Instantly all the others protested allegiance—Sammy Addington most vociferously. But it could be seen that a shadow had fallen on the brilliant program announced for Saturday.

“My father knows the town marshal. We could—”

But that idea went no further. To Art and Conyers and Craighead, Sammy might as well have suggested that they call on their mothers for protection. If any hint of the impending embarrassment reached parental ears all knew that the tournament would be squelched.

“Besides,” argued Colly, “if it’s to come to a show-down at last, we might as well go up against it and lick ’em or take our medicine. How do you vote, Connie?”
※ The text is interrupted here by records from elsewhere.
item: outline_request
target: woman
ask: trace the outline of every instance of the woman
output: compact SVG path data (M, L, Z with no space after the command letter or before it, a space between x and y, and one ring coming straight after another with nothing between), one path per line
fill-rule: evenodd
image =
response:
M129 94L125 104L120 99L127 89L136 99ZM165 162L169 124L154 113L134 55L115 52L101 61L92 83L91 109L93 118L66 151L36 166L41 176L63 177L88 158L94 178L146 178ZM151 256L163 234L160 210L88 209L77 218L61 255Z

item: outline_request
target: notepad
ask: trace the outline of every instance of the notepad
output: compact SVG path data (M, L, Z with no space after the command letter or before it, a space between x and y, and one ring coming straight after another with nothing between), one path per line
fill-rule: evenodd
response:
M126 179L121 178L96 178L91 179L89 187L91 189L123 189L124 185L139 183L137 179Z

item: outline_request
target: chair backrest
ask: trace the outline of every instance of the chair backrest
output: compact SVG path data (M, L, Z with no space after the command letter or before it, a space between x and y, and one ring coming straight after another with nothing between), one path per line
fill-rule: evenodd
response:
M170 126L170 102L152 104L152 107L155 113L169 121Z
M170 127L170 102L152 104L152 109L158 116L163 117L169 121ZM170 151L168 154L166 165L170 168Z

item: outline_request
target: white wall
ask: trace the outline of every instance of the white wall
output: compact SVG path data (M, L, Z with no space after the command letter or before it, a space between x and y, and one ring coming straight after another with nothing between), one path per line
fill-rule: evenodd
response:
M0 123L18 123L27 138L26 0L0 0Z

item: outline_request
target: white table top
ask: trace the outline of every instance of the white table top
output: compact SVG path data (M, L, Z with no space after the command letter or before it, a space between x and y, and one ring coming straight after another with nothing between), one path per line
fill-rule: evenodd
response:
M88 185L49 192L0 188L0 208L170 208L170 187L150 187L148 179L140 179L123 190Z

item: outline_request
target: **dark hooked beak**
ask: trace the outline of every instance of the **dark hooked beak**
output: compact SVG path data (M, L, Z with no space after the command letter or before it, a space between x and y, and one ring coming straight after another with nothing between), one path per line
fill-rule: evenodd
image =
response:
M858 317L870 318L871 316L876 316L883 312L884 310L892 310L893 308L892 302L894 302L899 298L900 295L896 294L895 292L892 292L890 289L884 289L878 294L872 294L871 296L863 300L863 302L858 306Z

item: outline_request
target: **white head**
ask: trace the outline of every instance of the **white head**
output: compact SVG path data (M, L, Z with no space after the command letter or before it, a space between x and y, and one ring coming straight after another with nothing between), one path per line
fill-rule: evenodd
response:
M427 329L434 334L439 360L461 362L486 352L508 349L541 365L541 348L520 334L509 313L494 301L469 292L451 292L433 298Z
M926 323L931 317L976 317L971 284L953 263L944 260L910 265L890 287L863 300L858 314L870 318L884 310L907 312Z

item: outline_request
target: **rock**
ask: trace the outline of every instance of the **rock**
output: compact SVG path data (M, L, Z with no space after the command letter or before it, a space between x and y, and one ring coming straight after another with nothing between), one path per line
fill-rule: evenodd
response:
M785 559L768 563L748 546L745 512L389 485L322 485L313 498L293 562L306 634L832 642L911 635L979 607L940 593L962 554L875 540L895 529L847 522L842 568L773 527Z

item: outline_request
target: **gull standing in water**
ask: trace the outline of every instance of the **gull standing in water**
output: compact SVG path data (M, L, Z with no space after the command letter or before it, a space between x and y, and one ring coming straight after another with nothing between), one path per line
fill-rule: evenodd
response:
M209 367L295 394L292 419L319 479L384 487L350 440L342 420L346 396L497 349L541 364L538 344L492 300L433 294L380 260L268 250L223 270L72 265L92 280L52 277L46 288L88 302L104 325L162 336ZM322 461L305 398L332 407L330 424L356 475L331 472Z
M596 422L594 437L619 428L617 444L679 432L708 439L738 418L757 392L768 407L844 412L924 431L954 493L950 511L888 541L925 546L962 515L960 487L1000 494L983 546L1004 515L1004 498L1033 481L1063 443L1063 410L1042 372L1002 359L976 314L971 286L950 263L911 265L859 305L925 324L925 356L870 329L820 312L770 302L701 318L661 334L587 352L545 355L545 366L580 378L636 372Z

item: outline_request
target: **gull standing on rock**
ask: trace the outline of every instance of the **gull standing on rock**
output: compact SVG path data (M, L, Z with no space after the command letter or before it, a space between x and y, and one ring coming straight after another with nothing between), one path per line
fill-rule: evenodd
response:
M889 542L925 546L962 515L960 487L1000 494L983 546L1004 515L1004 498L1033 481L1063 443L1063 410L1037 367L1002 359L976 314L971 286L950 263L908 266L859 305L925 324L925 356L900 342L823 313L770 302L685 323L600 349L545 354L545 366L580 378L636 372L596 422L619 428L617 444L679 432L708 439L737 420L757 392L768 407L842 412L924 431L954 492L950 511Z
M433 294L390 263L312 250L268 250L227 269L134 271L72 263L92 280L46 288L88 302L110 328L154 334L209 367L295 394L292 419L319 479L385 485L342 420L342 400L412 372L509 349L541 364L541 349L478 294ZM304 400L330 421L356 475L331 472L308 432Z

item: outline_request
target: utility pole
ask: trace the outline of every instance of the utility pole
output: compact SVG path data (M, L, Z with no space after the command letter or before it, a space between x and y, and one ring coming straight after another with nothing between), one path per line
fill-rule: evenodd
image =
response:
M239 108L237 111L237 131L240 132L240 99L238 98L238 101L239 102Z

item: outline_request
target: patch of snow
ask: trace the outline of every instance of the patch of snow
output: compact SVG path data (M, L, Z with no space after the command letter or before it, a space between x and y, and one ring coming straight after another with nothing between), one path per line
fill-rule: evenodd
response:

“Well,” answered the chunky little warrior screwing up his mouth as if yet in doubt, “I ain’t keen for scraps—if they’re real—an’ I guess this’d be more’n just makin’ faces—but I’m tired o’ bein’ called a milksop, whatever that means. If you fellows mean business I reckon you won’t have to get a search warrant to find me.”

“That settles it,” announced Art. “Sammy, you an’ Colly get out and round up the kids. Ever’body’s got to know just what’s comin’ off. We’ll have a special meetin’ o’ the club to-night an’ count noses.”

“Better count ’em before Saturday,” interrupted Connie, “or some of ’em may look like two.”

“Mebbe,” retorted Art, “but Carrots Compton ain’t big enough to make me jump in the river. Don’t forget that.”

It was hardly dark before nearly every Elm Street boy had assembled at the garage. The council of war proceeded without lights and in subdued voices. In fact a few younger members were too agitated to talk above a frightened whisper. Early in the meeting George Atkins, nine years old, and Davy Cooke, who had a withered left arm, were newly sworn to reveal nothing they had heard, “especially to your fathers and mothers,” and excused from the bloody conspiracy.

Then, with varying degrees of valor, they signed the following articles of war: “I hereby give my word of honor that next Saturday I will be present at the Sycamore Pasture at two o’clock and follow each order and command of Arthur Trevor, our president, so far as I am able, and that whatever happens I will not peach.” Then followed the names of eleven boys,—those named before and Lewis Ashwood, Paul Corbett, Duncan Easton, Roger Mercer, Sandy Sheldon and Phil Abercrombie.

When Art finally made his way onto the porch where his mother awaited him, she said:

“Arthur, what was the meeting about? Your tournament?”

“Yes, mother,” responded her son, with a smile, “we’re getting ready to have quite a time.”

“That’s nice,” replied his mother. “I hope the cleverest boys will win.”

“I reckon they will,” answered Art smiling.